The engineering manufacturing sector in Scotland is maintaining a healthy set of figures for the fifth consecutive quarter, according the Quarterly Review published by Scottish Engineering and M&C Energy.


With orders and output both up compared to the first quarter of 2011, the engineering sector continues its successful battle against all the economic trends.


The knock-on effect of the strongest group of orders since our survey began can be seen in the improvement in staffing levels over the last four quarters.


Total order intake, incorporating both UK and export orders (47%up,32%Same,21%down) falls just short of the peaks that were achieved in Quarter 2 in 2006 and Quarter 4 in 2010. UK orders (40%up,39%same,21%down) have improved on the previous two quarters but exports (37%up,44%same,19%down) have dipped slightly.


"The reason our engineering companies have been so successful," Dr Peter Hughes, Chief Executive of Scottish Engineering explained, "is down to the hard work companies have done in relation to business improvement programmes. Management, staff and unions have worked together, recognising the need to remain competitive, to bring about this transformation in working practices. They have become more efficient and competitive so that they are now reaping the rewards for several years of hard graft allowing them to win contracts successfully in world markets."

One of the engineering disciplines that has turned itself round within a quarter is metal manufacturing which in the latest quarter has seen order intake (57%up,14%same,29%down) increase substantially in line with output volume (46%up,31%same,23%down) and staffing (43%up,43%same,14%down).

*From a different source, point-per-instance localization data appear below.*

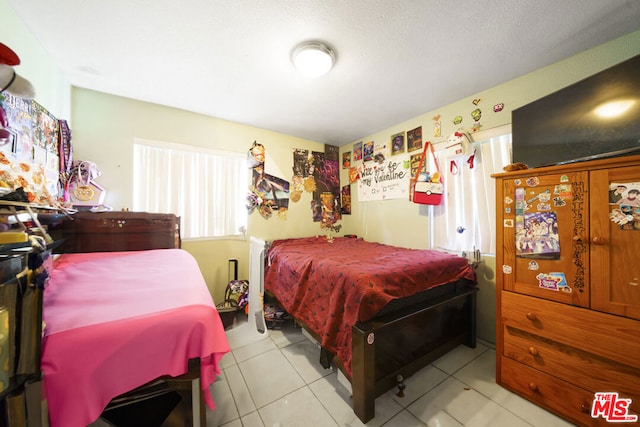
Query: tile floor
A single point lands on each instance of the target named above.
(278, 381)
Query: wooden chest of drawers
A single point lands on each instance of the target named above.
(560, 356)
(568, 288)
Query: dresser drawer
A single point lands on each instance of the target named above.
(581, 368)
(553, 394)
(611, 337)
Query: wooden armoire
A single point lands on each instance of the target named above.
(568, 288)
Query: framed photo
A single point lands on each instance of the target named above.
(414, 139)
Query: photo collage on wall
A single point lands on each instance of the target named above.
(383, 170)
(624, 198)
(319, 173)
(30, 156)
(269, 194)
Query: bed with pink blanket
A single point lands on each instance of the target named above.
(117, 321)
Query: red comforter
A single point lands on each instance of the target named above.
(332, 286)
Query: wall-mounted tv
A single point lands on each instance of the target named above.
(570, 125)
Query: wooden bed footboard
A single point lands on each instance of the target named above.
(402, 343)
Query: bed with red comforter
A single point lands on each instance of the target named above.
(350, 287)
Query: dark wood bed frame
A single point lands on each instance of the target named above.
(402, 340)
(392, 347)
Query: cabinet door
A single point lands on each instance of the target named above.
(545, 223)
(615, 243)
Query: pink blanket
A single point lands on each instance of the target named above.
(117, 320)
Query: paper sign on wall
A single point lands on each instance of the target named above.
(387, 180)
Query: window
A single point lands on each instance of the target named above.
(206, 188)
(467, 219)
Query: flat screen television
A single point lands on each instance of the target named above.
(566, 127)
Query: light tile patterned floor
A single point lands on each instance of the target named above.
(278, 381)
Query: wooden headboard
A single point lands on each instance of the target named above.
(117, 231)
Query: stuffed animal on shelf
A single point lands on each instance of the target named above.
(10, 81)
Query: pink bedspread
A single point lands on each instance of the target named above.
(117, 320)
(332, 286)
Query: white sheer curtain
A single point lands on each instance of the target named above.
(206, 188)
(467, 219)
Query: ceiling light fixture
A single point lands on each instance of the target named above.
(313, 58)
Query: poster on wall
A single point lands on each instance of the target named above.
(326, 197)
(387, 180)
(46, 129)
(346, 199)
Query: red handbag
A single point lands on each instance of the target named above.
(429, 189)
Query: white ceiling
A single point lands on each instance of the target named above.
(397, 59)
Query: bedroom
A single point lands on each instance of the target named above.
(104, 125)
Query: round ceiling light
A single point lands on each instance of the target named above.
(313, 58)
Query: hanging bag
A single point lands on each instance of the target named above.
(426, 188)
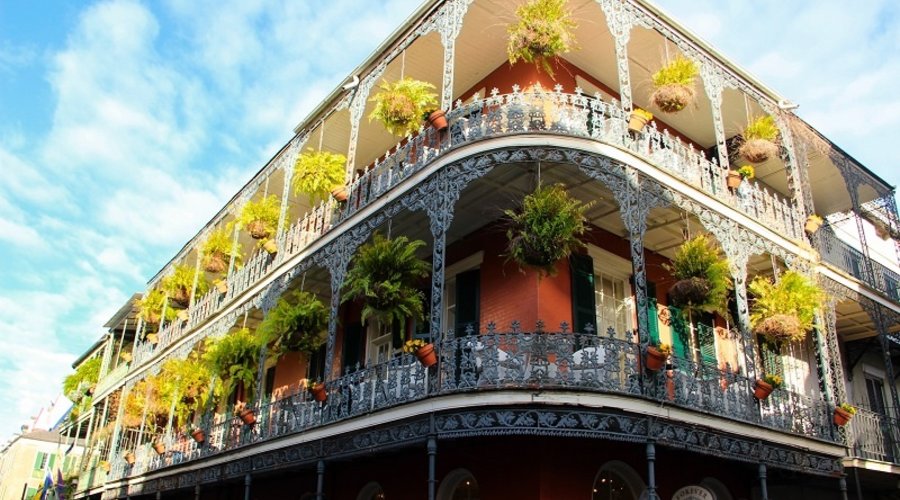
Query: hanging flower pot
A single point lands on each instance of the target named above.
(759, 140)
(813, 223)
(437, 119)
(318, 391)
(199, 435)
(656, 356)
(639, 119)
(248, 416)
(674, 85)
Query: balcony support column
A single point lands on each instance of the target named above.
(713, 83)
(651, 470)
(320, 480)
(620, 21)
(432, 459)
(763, 487)
(449, 22)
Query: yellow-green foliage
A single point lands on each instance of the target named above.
(700, 257)
(234, 358)
(296, 323)
(219, 242)
(792, 295)
(316, 173)
(681, 71)
(545, 229)
(544, 30)
(399, 106)
(181, 281)
(265, 210)
(761, 128)
(151, 305)
(385, 276)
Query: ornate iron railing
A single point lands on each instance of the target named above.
(837, 252)
(874, 436)
(608, 364)
(498, 115)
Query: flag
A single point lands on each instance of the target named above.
(60, 486)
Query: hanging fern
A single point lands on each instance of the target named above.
(385, 275)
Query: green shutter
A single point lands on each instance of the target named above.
(584, 305)
(681, 334)
(468, 286)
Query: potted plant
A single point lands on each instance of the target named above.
(297, 323)
(545, 229)
(399, 106)
(424, 351)
(385, 275)
(735, 177)
(179, 284)
(260, 218)
(784, 310)
(657, 356)
(674, 85)
(320, 173)
(764, 386)
(318, 391)
(151, 306)
(760, 138)
(639, 119)
(813, 223)
(543, 31)
(702, 274)
(843, 414)
(217, 251)
(234, 359)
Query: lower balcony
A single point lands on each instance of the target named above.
(561, 364)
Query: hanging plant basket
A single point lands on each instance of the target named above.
(674, 85)
(761, 389)
(247, 416)
(199, 435)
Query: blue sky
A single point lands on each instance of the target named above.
(125, 125)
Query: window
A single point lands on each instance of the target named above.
(875, 393)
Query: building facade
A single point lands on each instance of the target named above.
(541, 387)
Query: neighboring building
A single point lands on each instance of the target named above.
(28, 458)
(519, 406)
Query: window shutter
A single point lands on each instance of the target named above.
(468, 300)
(584, 305)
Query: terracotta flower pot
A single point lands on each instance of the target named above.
(637, 122)
(340, 193)
(319, 393)
(247, 416)
(655, 360)
(438, 120)
(841, 416)
(199, 435)
(426, 355)
(761, 389)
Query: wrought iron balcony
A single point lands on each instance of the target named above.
(837, 252)
(499, 115)
(874, 436)
(534, 361)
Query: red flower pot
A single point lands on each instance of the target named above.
(426, 355)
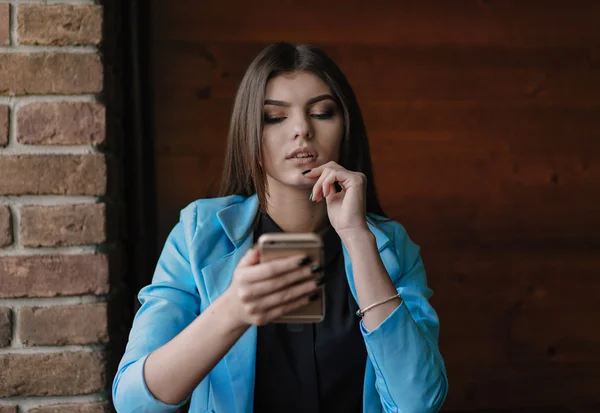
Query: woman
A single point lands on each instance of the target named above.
(297, 161)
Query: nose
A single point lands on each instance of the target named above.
(302, 127)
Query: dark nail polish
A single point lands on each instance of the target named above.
(316, 268)
(304, 261)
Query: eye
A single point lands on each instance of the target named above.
(270, 120)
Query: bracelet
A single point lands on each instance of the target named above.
(362, 312)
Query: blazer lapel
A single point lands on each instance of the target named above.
(240, 361)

This is then reflected in the level of optimism (43%up,28%same,29%down).


Throughout the industry the need for both training (30%up,60%Same,10%down) and capital investment (32%up,57%same,11%down) is recognised with both areas continuing to improve quarter on quarter.

One major continuing concern to Dr Hughes, recently confirmed by the Bank of England is the failure of the UK banking system to assist SMEs at an appropriate level.


"It is quite shocking how banks are continuing to treat engineering companies with bulging order books which are either being refused funding or are being offered it at such punitive rates as to make it unviable," he said.


On the same theme, at Scottish Engineering's recent Annual Dinner he asked some pointed questions about the working practices and efficacy of the Scottish Loan Fund which was launched earlier this year.

Commenting on the survey, Mark Dickinson, CEO of M&C Energy Group said: "It is wonderful to see the hard work of the Scottish engineering sector paying dividends in spite of the challenges surrounding business cost inflation. The continuing growth seen in this review underlines the importance of the sector to the Scottish economy. It is important that Scottish Engineering remains vigilant against global cost inflation, and relentlessly continues to manage its costs and processes to remain on this upward curve."